Time Warner’s first-quarter profit fell 9.9 percent as the media company’s film division struggled with fewer DVD releases, but the rebounding ad market fueled growth at its TV networks division.
The results beat analysts’ expectations, but the stock declined 3.3 percent, or $1.24, to $36.49, tracking the downward trend of blue-chip shares yesterday.
What’s more, the acquisition of Flixster, the social networking service for movie enthusiasts, could be fueling concerns about the company’s plans for its $3 billion cash pile.
A spokesman declined to comment on the price the company paid for Flixster, which includes Rotten Tomatoes, the film review site.

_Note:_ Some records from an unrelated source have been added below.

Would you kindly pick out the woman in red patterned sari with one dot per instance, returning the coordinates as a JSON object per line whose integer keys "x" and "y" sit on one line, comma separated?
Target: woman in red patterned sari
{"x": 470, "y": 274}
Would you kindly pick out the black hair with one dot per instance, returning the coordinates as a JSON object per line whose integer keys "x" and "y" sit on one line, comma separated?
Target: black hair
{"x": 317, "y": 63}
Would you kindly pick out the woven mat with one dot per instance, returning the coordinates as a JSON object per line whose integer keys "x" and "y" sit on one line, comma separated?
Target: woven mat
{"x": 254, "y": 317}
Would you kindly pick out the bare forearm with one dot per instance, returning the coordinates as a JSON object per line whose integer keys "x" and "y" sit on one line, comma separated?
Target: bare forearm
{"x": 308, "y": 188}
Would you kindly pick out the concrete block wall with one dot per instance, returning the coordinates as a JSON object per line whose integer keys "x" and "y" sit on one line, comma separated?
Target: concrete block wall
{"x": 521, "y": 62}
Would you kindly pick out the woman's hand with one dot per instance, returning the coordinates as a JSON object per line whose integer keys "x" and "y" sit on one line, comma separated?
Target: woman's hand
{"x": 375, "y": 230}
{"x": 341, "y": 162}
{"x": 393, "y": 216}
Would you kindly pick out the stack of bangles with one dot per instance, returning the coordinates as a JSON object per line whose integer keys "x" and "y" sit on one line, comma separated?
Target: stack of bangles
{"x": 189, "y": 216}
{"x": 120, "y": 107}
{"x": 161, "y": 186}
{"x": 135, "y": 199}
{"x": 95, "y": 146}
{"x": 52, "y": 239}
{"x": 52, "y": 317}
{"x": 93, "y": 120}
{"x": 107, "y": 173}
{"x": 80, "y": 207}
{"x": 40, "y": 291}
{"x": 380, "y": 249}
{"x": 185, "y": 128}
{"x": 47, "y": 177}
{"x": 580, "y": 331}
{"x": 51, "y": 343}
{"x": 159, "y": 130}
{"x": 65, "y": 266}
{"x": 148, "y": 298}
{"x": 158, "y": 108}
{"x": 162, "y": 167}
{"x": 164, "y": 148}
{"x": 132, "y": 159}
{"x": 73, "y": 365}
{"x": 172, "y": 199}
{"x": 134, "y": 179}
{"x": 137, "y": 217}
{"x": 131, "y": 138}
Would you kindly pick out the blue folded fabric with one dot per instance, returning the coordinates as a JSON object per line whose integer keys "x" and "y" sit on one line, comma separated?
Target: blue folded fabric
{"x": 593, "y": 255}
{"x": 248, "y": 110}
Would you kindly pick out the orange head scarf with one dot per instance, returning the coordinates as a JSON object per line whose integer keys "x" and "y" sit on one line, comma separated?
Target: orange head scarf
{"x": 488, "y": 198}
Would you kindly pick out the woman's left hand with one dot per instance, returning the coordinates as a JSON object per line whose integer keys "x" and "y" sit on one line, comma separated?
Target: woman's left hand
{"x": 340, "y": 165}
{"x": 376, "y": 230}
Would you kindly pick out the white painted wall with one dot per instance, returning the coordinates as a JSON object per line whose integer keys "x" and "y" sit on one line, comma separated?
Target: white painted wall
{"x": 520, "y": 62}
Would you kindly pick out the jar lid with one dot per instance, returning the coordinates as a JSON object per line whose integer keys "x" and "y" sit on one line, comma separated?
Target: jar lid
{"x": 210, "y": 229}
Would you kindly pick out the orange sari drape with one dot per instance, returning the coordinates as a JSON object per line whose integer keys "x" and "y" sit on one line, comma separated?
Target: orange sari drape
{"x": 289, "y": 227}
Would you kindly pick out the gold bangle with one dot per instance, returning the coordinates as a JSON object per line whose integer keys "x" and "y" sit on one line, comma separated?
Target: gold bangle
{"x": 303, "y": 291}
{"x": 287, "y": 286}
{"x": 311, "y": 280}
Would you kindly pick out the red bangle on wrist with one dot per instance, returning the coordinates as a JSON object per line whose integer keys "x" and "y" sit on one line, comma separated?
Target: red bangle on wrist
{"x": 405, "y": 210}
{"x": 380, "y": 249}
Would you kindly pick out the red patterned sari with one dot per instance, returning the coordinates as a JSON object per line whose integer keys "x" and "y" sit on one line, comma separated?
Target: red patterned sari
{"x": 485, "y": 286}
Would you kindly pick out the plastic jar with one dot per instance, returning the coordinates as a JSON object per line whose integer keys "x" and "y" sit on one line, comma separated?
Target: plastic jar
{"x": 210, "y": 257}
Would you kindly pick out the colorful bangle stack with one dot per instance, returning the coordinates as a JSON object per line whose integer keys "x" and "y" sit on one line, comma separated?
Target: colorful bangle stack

Having completed a string of restructuring moves, including the AOL and cable arm spin-offs, the New York media giant has improved its financial performance and is moving aggressively to adjust its business models to capitalize on growth in digital media.
The company has been a staunch proponent of “TV Everywhere,” a model for shifting the cable TV subscription business onto the Web.
It also recently launched mobile apps for HBO Go, a service that allows HBO subscribers to view the network’s library of shows on-demand over the Internet.
The firm’s profit of $653 million, or 59 cents a share, was down from $725 million, or 62 cents, a year earlier. Revenue rose 5.7 percent to $6.68 billion.